Fairly mad madness this week in spite of reduced giggage. We’ve discovered that on the Care Home circuit, the letters D & V are not popular and close everything down until everyone has stopped dripping. So, a couple of cancellations. We’ve been busy building up bookings and things for next year, networking, calling on people and places and generally putting ourselves about the place. Some very encouraging noises from places, but I think I’ll keep my powder dry on the announcements front until things are confirmed. More recording on the Harland project, with one song thrown out and completely redone in a different key (F if you must know). It features a cast of unusual stringed things, 8 string ukes, ukes, uke bass and er.. a lead uke.
I am NOT going to do any uke based puns as they would be too painful.
Oh, go on then.
Bet Yuke can’t wait.
Our great thanks this week to a few people who have thrown our name around with the type of abandon one used to be able to call gay.
The phone has rung a couple of times and some emails too that start with “So and So said …” which is really nice, and a big noisy thanks to Nicol for plugging us north of where the border would have been if the result had gone the other way.
If you see what I mean.
Which brings me to today; Sunday (if this thing is ever broadcast on Dave, that sentence will pose them a problem). Today is Sunday (actually it’s really Friday, but for dramatic purpose, let’s pretend…) and we are in Ayr. Last night (Tomorrow) was (will be) our appearance at Windy Ha in Saltcoats. Wake up The Sun is a musical showcase based on the west coast and somehow we were (will be) on the bill. I’d tell you how it went, but to be honest, I’m a part time musician, songwriter or ICT Consultant, not a blinkin’ Soothsayer, so you’ll just have to wait…
Thursday and we for Durham City Folk Club; it’s always a nice evening down there usually not too busy, but a very pleasant evening of music in good company. There are a few pics from our Wrecked Wretainers, the Wrinkly Wroadies; only a few as there were not that many players!
The King’s Head and Washerwoman’s Legs Folk Club continues to flourish under the benevolent gaze of Chairman Dave. The new season has long been prepared as it is the same as the last one and the one before that. The last nudist has been peeled from the leatherette and jettisoned onto the street (you didn’t read that episode? Really?) and the ashtrays filled ready for a new season. Chairman Dave and the committee, have begun to develop a code of practice that they will ask all performers to sign. Sorry, I mean tell all performers to sign.
The code will not be anything unusual, apart from the bit about the ferrets, some of the better rules will include:
- All performers must respect all other performers, even the ones who are rubbish.
- All performers must remain silent during other performers spots. Especially during the ones that are rubbish.

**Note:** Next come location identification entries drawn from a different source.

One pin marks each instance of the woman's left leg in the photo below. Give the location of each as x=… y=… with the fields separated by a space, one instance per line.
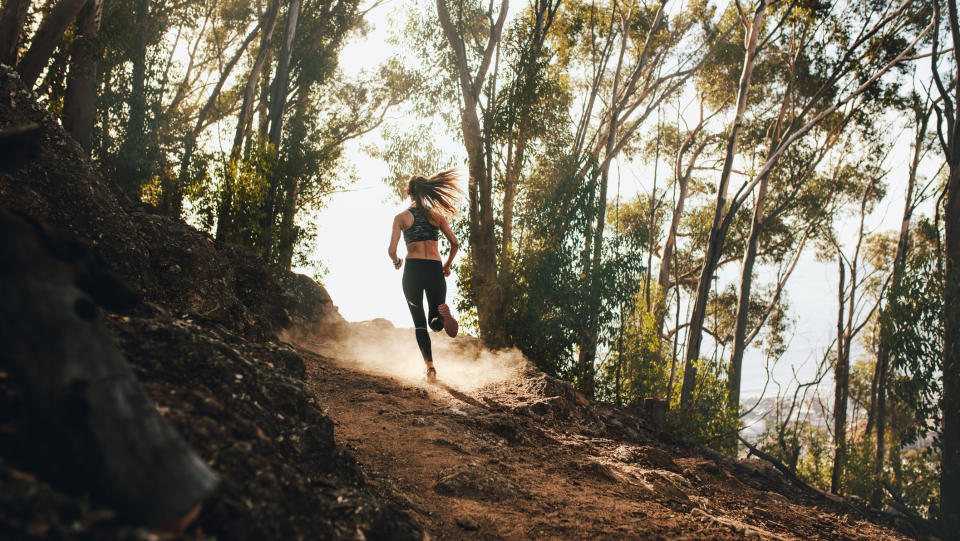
x=439 y=316
x=436 y=288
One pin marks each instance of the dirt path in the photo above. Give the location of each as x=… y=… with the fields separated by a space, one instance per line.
x=495 y=461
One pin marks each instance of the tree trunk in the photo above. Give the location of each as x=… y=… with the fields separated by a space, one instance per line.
x=950 y=400
x=743 y=297
x=717 y=230
x=130 y=158
x=225 y=226
x=287 y=235
x=883 y=351
x=172 y=195
x=482 y=235
x=278 y=103
x=46 y=39
x=11 y=26
x=79 y=102
x=841 y=375
x=683 y=178
x=950 y=434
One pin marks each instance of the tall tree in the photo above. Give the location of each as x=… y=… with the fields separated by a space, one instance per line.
x=172 y=195
x=12 y=19
x=79 y=102
x=948 y=131
x=482 y=234
x=278 y=105
x=753 y=26
x=225 y=227
x=877 y=415
x=46 y=39
x=843 y=71
x=130 y=166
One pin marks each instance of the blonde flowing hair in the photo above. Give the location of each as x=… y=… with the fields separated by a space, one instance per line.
x=440 y=192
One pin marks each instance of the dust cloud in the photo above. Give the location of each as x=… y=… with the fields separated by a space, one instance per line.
x=376 y=347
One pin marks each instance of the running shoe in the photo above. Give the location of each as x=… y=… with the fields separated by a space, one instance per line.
x=450 y=324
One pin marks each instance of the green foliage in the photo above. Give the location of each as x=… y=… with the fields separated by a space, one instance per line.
x=549 y=290
x=912 y=324
x=709 y=420
x=635 y=368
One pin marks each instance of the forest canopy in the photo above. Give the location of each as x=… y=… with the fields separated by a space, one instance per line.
x=766 y=132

- Performers will know which ones are rubbish as The Chairman will inform the room, during the performance by shouting “Quiet – this one’s Rubbish”, or to announce it at the start if it’s obvious.
- If performers are still not sure which ones are rubbish; it’s probably you.
- You’re Rubbish
- Be Quiet
As the word count once again assumes Biblical proportions and the Deceased Folky of Fate querulously approaches the Pearly Folk Club of Forever and reads the welcoming words on the doormat: “QUIET – THIS ONE’S RUBBISH” I notice, it is the end of this blog,
Until next time, Acoustic Chums,
 See what I did there? I know.
 The Tap and Spile. On a Thursday in the back room. And no… it isn’t the inspiration for certain other Folk Clubs.